Almanya merkezli UID’nin dünya genelindeki 55 merkezde faaliyet gösteren bir sivil toplum kuruluşu olduğunun altını çizen Aslan, “Bundan önce olduğu gibi önümüzdeki dönemde de daha çok yoğunlaşarak Türk diasporasının ihtiyaçlarını karşılama yönünde çaba göstereceğiz.” dedi.
UID’nin yeni dönemde önemsediği konuları aktaran Aslan, şunları kaydetti:
“Koruyucu aile konusu ile gençlerimizin eğitimi konuları mutlaka ele alacağımız konulardan. Siyaset akademileri, kültür ve sanat etkinlikleri, ana dilde eğitim gibi birçok konuyu önümüzdeki süreçte projelendireceğiz ve bunları bölgelerimizde, şubelerimizde yaygınlaştıracağız. Bunun orta ve uzun vadede gençlerimize katkısı olacağını da hep birlikte göreceğiz. Genç kardeşlerimizin toplumda daha fazla yer edinebilmeleri için eğitim alabilecekleri ortamları oluşturabilmek, kendilerini gerek iş gerek sosyal hayatta daha iyi ifade edebilecekleri kıvama, kaliteye getirme gayreti içinde olacağız.

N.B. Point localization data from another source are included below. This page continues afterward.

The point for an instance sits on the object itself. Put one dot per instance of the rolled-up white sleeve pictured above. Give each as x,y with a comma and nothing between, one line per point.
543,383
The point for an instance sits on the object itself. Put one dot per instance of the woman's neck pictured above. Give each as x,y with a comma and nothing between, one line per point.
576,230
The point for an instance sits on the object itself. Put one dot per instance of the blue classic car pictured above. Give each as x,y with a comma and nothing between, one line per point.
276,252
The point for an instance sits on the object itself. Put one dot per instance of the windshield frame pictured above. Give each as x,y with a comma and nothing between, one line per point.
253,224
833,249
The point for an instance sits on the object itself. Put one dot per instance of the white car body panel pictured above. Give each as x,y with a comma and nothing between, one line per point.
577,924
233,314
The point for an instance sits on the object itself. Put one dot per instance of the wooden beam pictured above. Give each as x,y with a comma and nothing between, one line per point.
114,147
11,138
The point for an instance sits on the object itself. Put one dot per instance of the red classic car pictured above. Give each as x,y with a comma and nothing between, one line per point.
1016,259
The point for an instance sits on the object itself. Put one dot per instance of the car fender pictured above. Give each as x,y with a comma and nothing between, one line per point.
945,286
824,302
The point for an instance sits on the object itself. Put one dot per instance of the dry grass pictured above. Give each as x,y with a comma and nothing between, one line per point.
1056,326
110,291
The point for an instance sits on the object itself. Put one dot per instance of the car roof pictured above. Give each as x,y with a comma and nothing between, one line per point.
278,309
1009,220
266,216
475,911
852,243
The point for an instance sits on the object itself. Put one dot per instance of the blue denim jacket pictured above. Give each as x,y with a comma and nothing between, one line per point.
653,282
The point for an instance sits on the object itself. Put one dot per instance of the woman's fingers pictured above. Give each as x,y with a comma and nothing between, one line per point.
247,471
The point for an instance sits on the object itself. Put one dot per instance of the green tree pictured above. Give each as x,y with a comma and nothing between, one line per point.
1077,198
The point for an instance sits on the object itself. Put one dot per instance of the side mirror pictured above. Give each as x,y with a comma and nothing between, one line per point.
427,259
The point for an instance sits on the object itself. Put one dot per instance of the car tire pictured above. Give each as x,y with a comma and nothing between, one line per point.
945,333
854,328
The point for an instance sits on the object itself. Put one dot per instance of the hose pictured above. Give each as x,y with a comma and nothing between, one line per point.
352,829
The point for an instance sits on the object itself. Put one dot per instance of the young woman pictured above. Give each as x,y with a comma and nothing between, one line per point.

Özellikle sosyal katılım bizim için en önemli çalışmalardan biri olacak. Hepimizin takip ettiği üzere birkaç ay sonra Avrupa Parlamentosu (AP) seçimleri düzenlenecek. Buraya özellikle genç kardeşlerimizin katılımı konusunda yoğun bir çalışma içinde olacağız.”
“Irkçılık karşıtı gösteriler çok değerli”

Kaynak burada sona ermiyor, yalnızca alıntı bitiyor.